Financial Industry Insights from Advisors Asset Management


Can the Fed Stick the Landing?

As heavily signaled over the last couple of days, last week's Consumer Price Index (CPI) report was enough for the Federal Reserve (Fed) to hike rates by 75bps (basis points) instead of 50bps — the largest move since 1994, to 1.5–1.75%.

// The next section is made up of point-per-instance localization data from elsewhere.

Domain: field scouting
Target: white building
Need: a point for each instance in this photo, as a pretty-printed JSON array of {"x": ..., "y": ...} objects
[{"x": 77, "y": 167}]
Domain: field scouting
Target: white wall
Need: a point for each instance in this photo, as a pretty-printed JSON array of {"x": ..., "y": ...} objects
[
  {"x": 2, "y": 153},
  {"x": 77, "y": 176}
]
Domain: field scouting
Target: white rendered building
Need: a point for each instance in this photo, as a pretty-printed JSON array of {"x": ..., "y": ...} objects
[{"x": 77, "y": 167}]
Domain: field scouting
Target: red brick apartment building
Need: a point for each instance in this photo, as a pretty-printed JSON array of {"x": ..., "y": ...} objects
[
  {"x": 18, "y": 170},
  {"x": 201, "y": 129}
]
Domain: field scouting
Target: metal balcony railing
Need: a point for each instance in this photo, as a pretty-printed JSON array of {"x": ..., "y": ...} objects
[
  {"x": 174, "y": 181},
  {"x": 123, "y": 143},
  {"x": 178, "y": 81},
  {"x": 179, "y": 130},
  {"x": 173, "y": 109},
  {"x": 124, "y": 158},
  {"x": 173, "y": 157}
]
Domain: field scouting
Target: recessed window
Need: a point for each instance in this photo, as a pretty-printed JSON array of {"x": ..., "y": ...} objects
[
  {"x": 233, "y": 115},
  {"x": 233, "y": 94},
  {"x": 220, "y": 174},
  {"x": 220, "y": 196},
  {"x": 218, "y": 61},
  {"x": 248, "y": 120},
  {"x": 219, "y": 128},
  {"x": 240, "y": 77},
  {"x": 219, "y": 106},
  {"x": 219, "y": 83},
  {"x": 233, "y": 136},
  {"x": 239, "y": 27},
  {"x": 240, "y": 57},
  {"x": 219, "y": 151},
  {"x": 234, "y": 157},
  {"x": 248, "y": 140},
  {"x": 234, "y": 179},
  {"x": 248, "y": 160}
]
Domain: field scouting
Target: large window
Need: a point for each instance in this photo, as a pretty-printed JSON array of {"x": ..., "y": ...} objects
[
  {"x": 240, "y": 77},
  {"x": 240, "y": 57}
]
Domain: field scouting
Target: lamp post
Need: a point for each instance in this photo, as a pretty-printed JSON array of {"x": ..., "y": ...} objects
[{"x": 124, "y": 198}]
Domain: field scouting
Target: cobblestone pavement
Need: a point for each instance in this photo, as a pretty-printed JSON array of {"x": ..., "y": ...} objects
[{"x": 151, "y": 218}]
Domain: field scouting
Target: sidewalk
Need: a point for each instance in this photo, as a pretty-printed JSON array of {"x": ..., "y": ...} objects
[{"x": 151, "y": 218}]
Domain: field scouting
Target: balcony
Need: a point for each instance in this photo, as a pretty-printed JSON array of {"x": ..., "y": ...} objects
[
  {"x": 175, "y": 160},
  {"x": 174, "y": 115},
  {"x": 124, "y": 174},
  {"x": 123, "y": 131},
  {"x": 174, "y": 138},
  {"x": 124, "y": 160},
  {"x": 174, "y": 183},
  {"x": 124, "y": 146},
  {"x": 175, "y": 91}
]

We believe a sharper hiking cycle will help the Fed from falling far behind the curve, but risks of a hard landing are modestly higher. Although we see opportunities for fixed income investors, continued volatility is inevitable, and investing requires diligence and care (as it always does).

Inflation is now an urgent priority for the Fed

Chairman Jay Powell used his June 15 press conference to reinforce the Fed’s focus on inflation and its intention to adjust policy in line with data releases. At present, we think inflation is controlling Fed policy rather than vice versa.

The new “dot plot” was revised sharply higher, with the median projection approaching 4% for end-2023, from less than 3% at the previous meeting (Figure 1).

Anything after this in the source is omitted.